The official line is that the administration has been consistent in its policy of non-cooperation with the ICC, which the country is no longer affiliated with, but that the government has obligations to the International Criminal Police Organization (Interpol).
The ICC supposedly asked Interpol to enforce the arrest of Duterte that Philippine National Police-Criminal Investigation and Detection Group Director Maj. Gen. Nicolas Torre III acted on.
In every communication the ICC issued on taking Duterte into custody, the operative word was always “surrendered.” Nowhere in the ICC documents did it say that it had sought the assistance of Interpol in enforcing the arrest.
The Palace gave the excuse that the request was only between the ICC and the Interpol bureau in Manila, which happens to be a unit under the PNP. The Manila bureau supposedly issued a Red Notice, a global announcement about a wanted crime suspect, on Duterte.
Strangely for such a high profile case, the Interpol website made no mention of any action taken against the former President.
The ICC’s timeline on the release of the warrant of arrest for Duterte showed the Palace has been lying all along regarding its non-cooperation spin.
In the document, “Prosecution’s urgent application under Article 58 for a warrant of arrest against Rodrigo Roa Duterte,” on 10 February, Deputy Prosecutor Mame Mandiaye Niang indicated to the tribunal a “realistic but time-limited possibility of securing Duterte’s arrest.”
He mentioned that in “late January 2025, the (Philippine) government publicly stated that it would execute an ICC arrest warrant if a request to do so is made through Interpol.”
A redacted space then followed which had a footnote on a document that was not made available. It was followed by a warning from Niang, “Should this eventuate, the prospects of arresting Duterte will likely disappear.”
Niang then made an urgent appeal to the ICC to “authorize the Prosecution to communicate — in consultation with the Registry — the existence of the warrant of arrest, as well as the information contained in the Conclusion section of the warrant of arrest, containing the name of the suspect as well as the alleged crimes for which the arrest is sought, to any State or international organization for the purposes of the execution of the warrant of arrest, including to obtain relevant intelligence.”
Niang also sought authority “to transmit, in prior consultation and coordination with the Prosecution, a request for the arrest and surrender of Duterte to the competent authorities of the Republic of the Philippines (via Interpol if necessary) and any other relevant State identified in consultation with the Prosecution.”
The actions of the ICC, including the prosecutor being made aware of a window to arrest Duterte, couldn’t have happened without coordination with local authorities.

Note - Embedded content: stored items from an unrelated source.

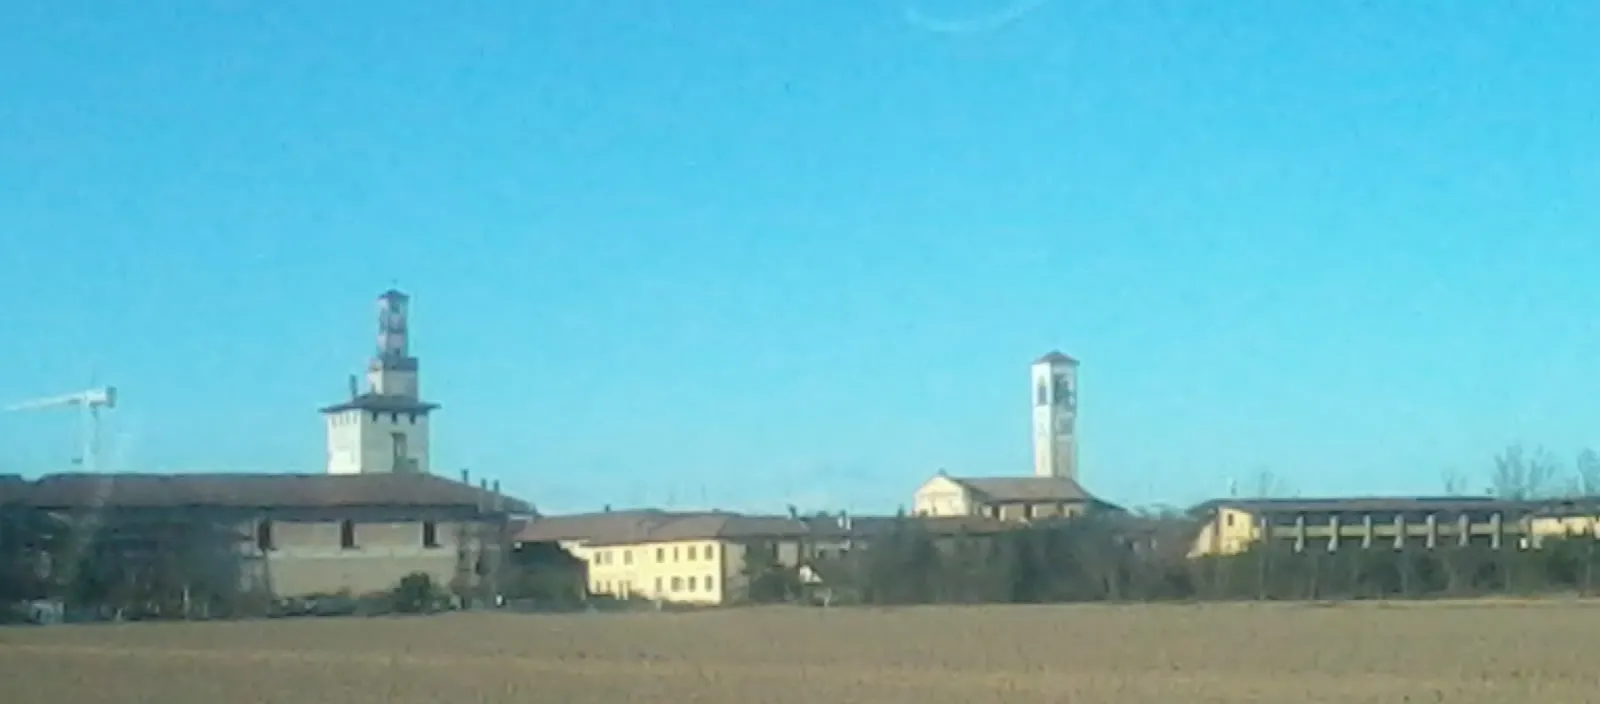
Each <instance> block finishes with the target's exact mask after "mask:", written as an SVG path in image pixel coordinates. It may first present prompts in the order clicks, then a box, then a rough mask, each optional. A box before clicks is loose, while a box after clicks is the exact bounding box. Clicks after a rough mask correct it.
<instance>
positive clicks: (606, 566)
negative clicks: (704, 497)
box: [517, 510, 818, 605]
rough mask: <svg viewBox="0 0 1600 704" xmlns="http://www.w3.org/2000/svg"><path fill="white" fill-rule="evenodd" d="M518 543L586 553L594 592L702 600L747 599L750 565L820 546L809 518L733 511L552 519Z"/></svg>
mask: <svg viewBox="0 0 1600 704" xmlns="http://www.w3.org/2000/svg"><path fill="white" fill-rule="evenodd" d="M517 541H518V542H558V544H560V546H562V547H563V549H566V550H568V552H571V554H573V555H574V557H578V558H581V560H582V562H584V565H586V566H587V576H586V582H587V587H589V594H594V595H608V597H616V598H651V600H661V602H677V603H702V605H717V603H728V602H736V600H741V598H744V595H746V590H747V587H749V576H747V574H749V568H747V565H750V563H758V562H771V563H778V565H789V566H797V565H798V563H800V560H802V557H803V555H805V554H810V552H814V550H816V549H818V546H811V544H810V542H813V541H814V536H813V531H811V528H810V525H808V522H806V520H798V518H789V517H762V515H742V514H728V512H698V514H670V512H661V510H621V512H602V514H582V515H565V517H546V518H541V520H536V522H533V523H530V525H528V526H525V528H523V530H522V531H520V533H518V534H517Z"/></svg>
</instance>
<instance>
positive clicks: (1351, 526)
mask: <svg viewBox="0 0 1600 704" xmlns="http://www.w3.org/2000/svg"><path fill="white" fill-rule="evenodd" d="M1190 515H1192V517H1194V518H1197V520H1198V531H1197V534H1195V541H1194V546H1192V549H1190V550H1189V554H1190V557H1202V555H1234V554H1240V552H1245V550H1248V549H1250V547H1251V546H1256V544H1261V542H1267V544H1275V546H1283V547H1286V549H1290V550H1294V552H1302V550H1325V552H1326V550H1349V549H1357V550H1363V549H1390V550H1392V549H1400V547H1419V549H1434V547H1448V546H1483V547H1490V549H1502V547H1539V546H1541V544H1542V542H1544V541H1546V539H1550V538H1562V536H1568V534H1574V533H1576V534H1586V536H1595V534H1597V517H1600V509H1597V502H1595V501H1594V499H1555V501H1506V499H1496V498H1486V496H1422V498H1384V496H1373V498H1322V499H1216V501H1208V502H1203V504H1200V506H1197V507H1195V509H1192V510H1190Z"/></svg>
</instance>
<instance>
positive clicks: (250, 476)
mask: <svg viewBox="0 0 1600 704" xmlns="http://www.w3.org/2000/svg"><path fill="white" fill-rule="evenodd" d="M22 501H24V502H26V504H30V506H35V507H42V509H93V507H126V509H134V507H138V509H163V507H187V506H206V507H234V509H338V507H357V506H398V507H467V506H474V507H478V506H482V507H485V509H488V510H491V509H493V506H494V501H496V494H494V493H491V491H485V490H483V488H478V486H472V485H469V483H461V482H454V480H450V478H443V477H435V475H429V474H357V475H331V474H56V475H46V477H42V478H38V480H37V482H32V483H30V485H29V488H27V490H26V493H24V496H22ZM499 501H501V509H502V510H506V512H514V514H520V512H528V510H531V507H530V506H528V504H525V502H522V501H517V499H510V498H504V496H501V498H499Z"/></svg>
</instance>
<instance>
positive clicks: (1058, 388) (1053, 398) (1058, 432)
mask: <svg viewBox="0 0 1600 704" xmlns="http://www.w3.org/2000/svg"><path fill="white" fill-rule="evenodd" d="M1032 381H1034V475H1035V477H1062V478H1070V480H1077V478H1078V434H1077V418H1078V360H1075V358H1072V357H1067V355H1064V354H1061V352H1051V354H1048V355H1045V357H1040V358H1038V360H1037V362H1034V373H1032Z"/></svg>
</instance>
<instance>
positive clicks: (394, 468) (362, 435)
mask: <svg viewBox="0 0 1600 704" xmlns="http://www.w3.org/2000/svg"><path fill="white" fill-rule="evenodd" d="M408 307H410V298H408V296H406V294H403V293H400V291H387V293H384V294H382V296H379V298H378V349H376V352H374V354H373V360H371V363H368V366H366V384H368V390H366V392H360V390H358V389H357V387H355V378H354V376H352V378H350V397H349V398H347V400H346V402H342V403H334V405H331V406H326V408H323V410H322V413H323V422H325V426H326V432H328V474H386V472H416V474H426V472H430V470H432V467H430V466H429V450H430V448H429V414H430V413H432V411H434V410H435V408H438V406H437V405H434V403H427V402H422V400H421V397H419V389H418V368H419V363H418V358H416V357H413V355H411V349H410V341H408V330H406V317H408Z"/></svg>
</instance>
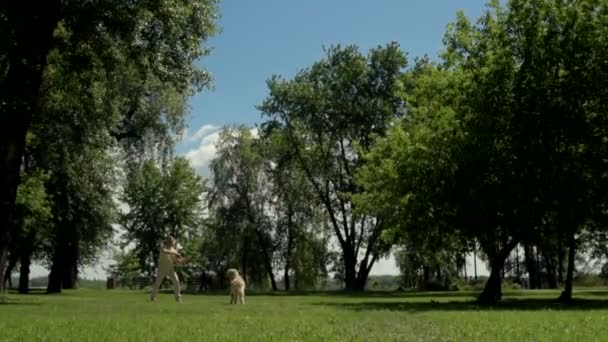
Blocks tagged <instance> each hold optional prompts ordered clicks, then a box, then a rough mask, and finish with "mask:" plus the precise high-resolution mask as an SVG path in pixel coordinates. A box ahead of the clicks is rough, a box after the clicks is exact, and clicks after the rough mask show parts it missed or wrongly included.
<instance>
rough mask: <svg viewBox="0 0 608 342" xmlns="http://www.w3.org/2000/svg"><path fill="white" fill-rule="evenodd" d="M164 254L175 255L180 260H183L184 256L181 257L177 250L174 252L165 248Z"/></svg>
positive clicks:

Indeed, the claim that the action taken on Duterte by Torre came about after receiving the supposed Interpol request to enforce the ICC decision at 3 a.m. on 11 March is another brazen lie since the sealed copy of the arrest warrant should have been in their possession sometime in February considering the urgency that the ICC prosecutor indicated.
As the ICC termed it, prize catch Duterte’s arrest happened after he was “surrendered.”
Had the process been in accordance with international law, the Palace should discard its pretensions about “being consistent” with its policy on the ICC.
Duterte was forcibly abducted and sent into exile in The Hague, where his captors know there is a chance he may never return to the Philippines.